On Mar 19, 2023, at 2:37 PM, James Holton <jmhol...@lbl.gov> wrote:
They say one test is worth a thousand expert opinions, so I tried
my hand at the former.
The question is: what is the right way to treat disordered side chains?:
a) omit atoms you cannot see
b) build them, and set occupancy to zero
c) build them, and "let the B factors take care of it"
d) none of the above
The answer, of course, is d).
Oh, c'mon. Yes, I know one of a,b, or c is what you've been doing
your whole life. I do it too. But, let's face it: none of these
solutions are perfect. So, the real question is not which one is
"right", but which is the least wrong?
We all know what is really going on: the side chain is flapping
around. No doubt it spends most of its time in energetically
reasonable but nevertheless numerous conformations. There are 41
"Favorable" rotamers for Lys alone, and it doesn't take that many to
spread the density thin enough to fall below the classical 1-sigma
contour level. The atoms are still there, they are still
contributing to the data, and they haven't gone far. So why don't we
"just" model that? Already, I can hear the cries of "over-fitting!"

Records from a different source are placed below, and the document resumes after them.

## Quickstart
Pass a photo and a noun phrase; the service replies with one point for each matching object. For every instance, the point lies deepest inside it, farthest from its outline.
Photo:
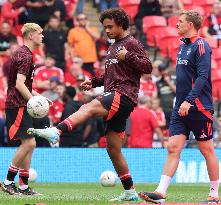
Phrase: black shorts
(119, 108)
(200, 125)
(18, 121)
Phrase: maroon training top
(20, 62)
(124, 76)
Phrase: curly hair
(119, 16)
(194, 17)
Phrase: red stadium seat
(130, 6)
(167, 37)
(212, 42)
(216, 55)
(206, 4)
(152, 26)
(172, 21)
(187, 3)
(216, 84)
(131, 11)
(123, 3)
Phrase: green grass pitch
(95, 194)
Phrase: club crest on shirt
(180, 51)
(188, 51)
(119, 48)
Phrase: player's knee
(174, 148)
(30, 143)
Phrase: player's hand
(50, 102)
(184, 108)
(86, 85)
(121, 54)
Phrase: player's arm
(97, 81)
(203, 61)
(138, 58)
(21, 87)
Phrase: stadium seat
(216, 55)
(152, 26)
(206, 4)
(123, 3)
(132, 11)
(187, 3)
(212, 42)
(167, 37)
(130, 6)
(172, 21)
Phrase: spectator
(80, 7)
(71, 6)
(75, 137)
(138, 35)
(40, 11)
(82, 39)
(6, 37)
(170, 7)
(166, 91)
(212, 24)
(107, 4)
(143, 125)
(55, 41)
(147, 8)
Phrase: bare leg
(114, 145)
(26, 148)
(207, 150)
(175, 146)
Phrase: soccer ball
(108, 178)
(38, 106)
(32, 175)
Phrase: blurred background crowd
(74, 49)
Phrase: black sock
(65, 126)
(23, 177)
(12, 172)
(127, 181)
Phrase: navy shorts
(119, 108)
(197, 122)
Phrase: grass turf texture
(95, 194)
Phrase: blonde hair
(30, 27)
(194, 17)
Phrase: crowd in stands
(73, 50)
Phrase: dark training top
(124, 75)
(21, 62)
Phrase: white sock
(163, 185)
(214, 189)
(7, 182)
(23, 187)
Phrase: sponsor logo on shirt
(181, 61)
(203, 136)
(188, 51)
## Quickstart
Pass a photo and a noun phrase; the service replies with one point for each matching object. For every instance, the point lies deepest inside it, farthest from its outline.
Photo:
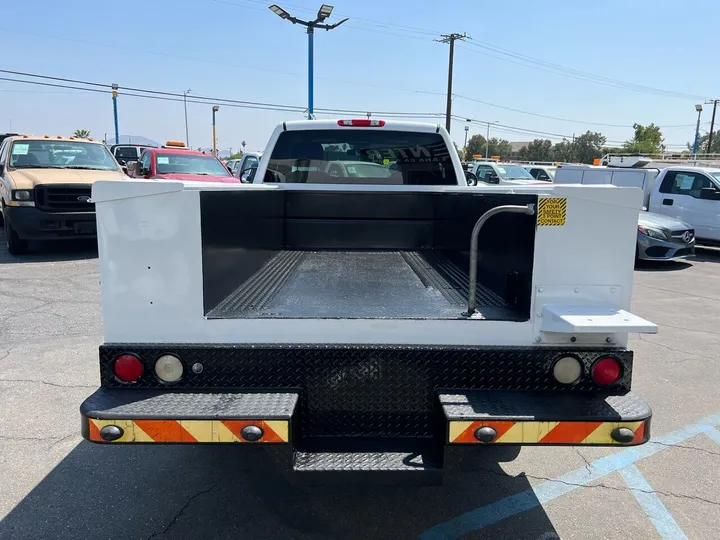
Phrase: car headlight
(22, 195)
(652, 233)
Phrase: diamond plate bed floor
(358, 284)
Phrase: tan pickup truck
(45, 188)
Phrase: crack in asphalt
(687, 448)
(668, 347)
(605, 486)
(679, 293)
(51, 384)
(587, 463)
(181, 512)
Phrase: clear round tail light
(606, 370)
(128, 368)
(169, 368)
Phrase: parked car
(45, 187)
(660, 237)
(541, 172)
(175, 162)
(496, 173)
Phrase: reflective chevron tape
(509, 432)
(190, 431)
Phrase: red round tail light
(606, 370)
(128, 368)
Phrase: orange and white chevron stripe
(190, 431)
(577, 433)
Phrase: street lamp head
(280, 12)
(324, 12)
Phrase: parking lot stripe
(713, 433)
(551, 489)
(651, 504)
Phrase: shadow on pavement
(61, 250)
(661, 266)
(707, 254)
(209, 492)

and "observations/parameters!", "model bias!", and "think of the
children!" Believe it or not, none of these are the major issue
here. Allow me to demonstrate:
Consider a simple case where we have a Lys side chain in ten
conformers. I chose from popular rotamers, but evenly spread. That
is, all 10 conformers have an occupancy of 0.10, and there is a
3-3-4 split of chi1 values between minus, plus and trans. This will
give the maximum contrast of density between CB and CG. Let us
further require that there is no strain in this ground-truth. No
stretched bonds, no tortured angles, no clashes, etc. Real
molecules don't occupy such high-energy states unless they
absolutely have to. Let us further assume that the bulk solvent
works the way phenix models it, which is a probe radius of 1.1 A for
both ions and aliphatics and a shrink radius of 0.9. But, instead of
running one phenix.fmodel job, I ran ten: one for each conformer (A
thru J). To add some excitement, I moved the main chain ~0.2 A in a
random direction for each conformer. I then took these ten
calculated electron density maps (bulk solvent and all) and added
them together to form the ground truth for the following trials.

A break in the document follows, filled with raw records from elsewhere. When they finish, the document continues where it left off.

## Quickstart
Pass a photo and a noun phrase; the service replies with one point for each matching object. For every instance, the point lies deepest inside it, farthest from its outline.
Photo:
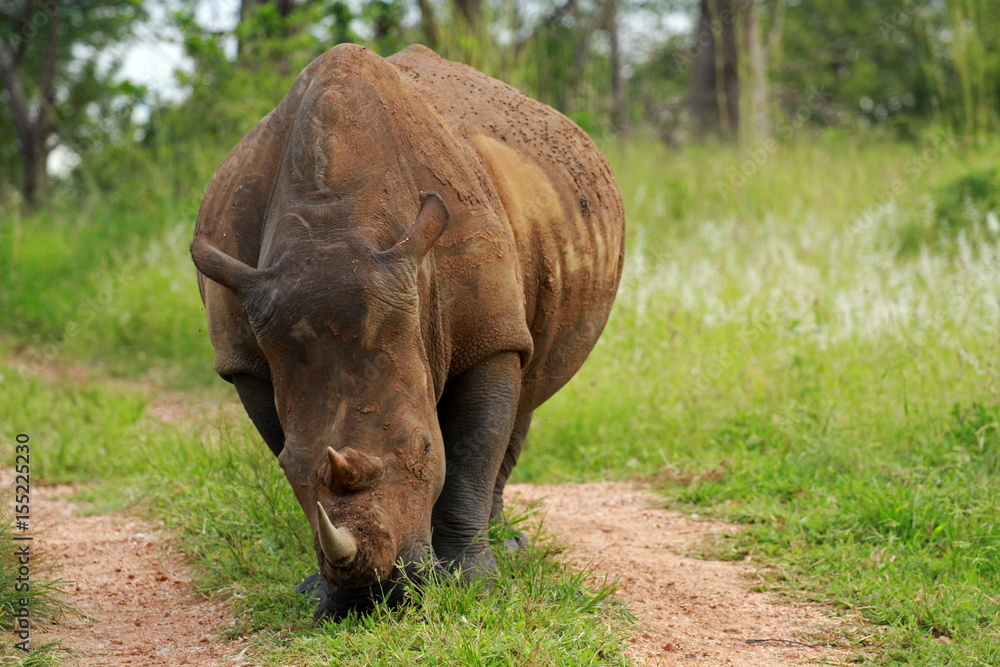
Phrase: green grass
(221, 491)
(789, 350)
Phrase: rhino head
(339, 323)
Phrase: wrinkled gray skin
(399, 264)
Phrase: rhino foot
(517, 541)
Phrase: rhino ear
(431, 223)
(223, 269)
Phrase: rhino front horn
(337, 544)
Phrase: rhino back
(559, 199)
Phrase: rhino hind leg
(517, 539)
(477, 413)
(257, 397)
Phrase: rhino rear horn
(351, 470)
(337, 543)
(430, 224)
(223, 269)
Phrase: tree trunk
(758, 129)
(619, 116)
(714, 99)
(32, 133)
(428, 23)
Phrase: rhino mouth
(414, 566)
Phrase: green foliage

Before refinement, I added noise consistent with an I/sigma of 50
and cut the resolution at 2.0 A. Wilson B is 50:
CCtrue Rwork% Rfree% fo-fc(sigma) description
0.8943 9.05 10.60 5.9 stump at CB
0.9540 9.29 11.73 6.0 single conformer, zero
occupancy
0.9471 10.35 15.04 5.1 single conformer, full
occupancy, refmac5
0.9523 9.78 15.61 4.9 single conformer, full
occupancy, phenix.refine
So, it would appear that the zero-occupancy choice "wins", but by
the narrowest of margins. Here CCtrue is the Pearson correlation
coefficient between the ground-truth right-answer electron density
and the 2fofc map resulting from the refinement. Rwork and Rfree
are the usual suspects, and fo-fc indicates the tallest peak in the
difference map. Refinement was with refmac unless otherwise
indicated. I think we often forget that both phenix and refmac
restrain B factor values, not just through bonds but through space,
and they use rather different algorithms. Refmac tries to make the
histogram of B factors "look right", whereas phenix allows steeper
gradients. I also ran all 10 correct rotamers separately and picked
the one with the best CCtrue to show above. If you instead sort on
Rfree (which you really shouldn't do), you get different bests, but
they are not much better (as low as 10.5%). So, the winner here
depends on how you score. CCtrue is the best score, but also
unfortunately unavailable for real data.
It is perhaps interesting here that better CCtrue goes along with
worse Rfree. This is not what I usually see in experiments like
this. Rather, what I think is going on here is the system is
frustrated. We are trying to fit various square pegs into a round
hole, and none of them fit all that well.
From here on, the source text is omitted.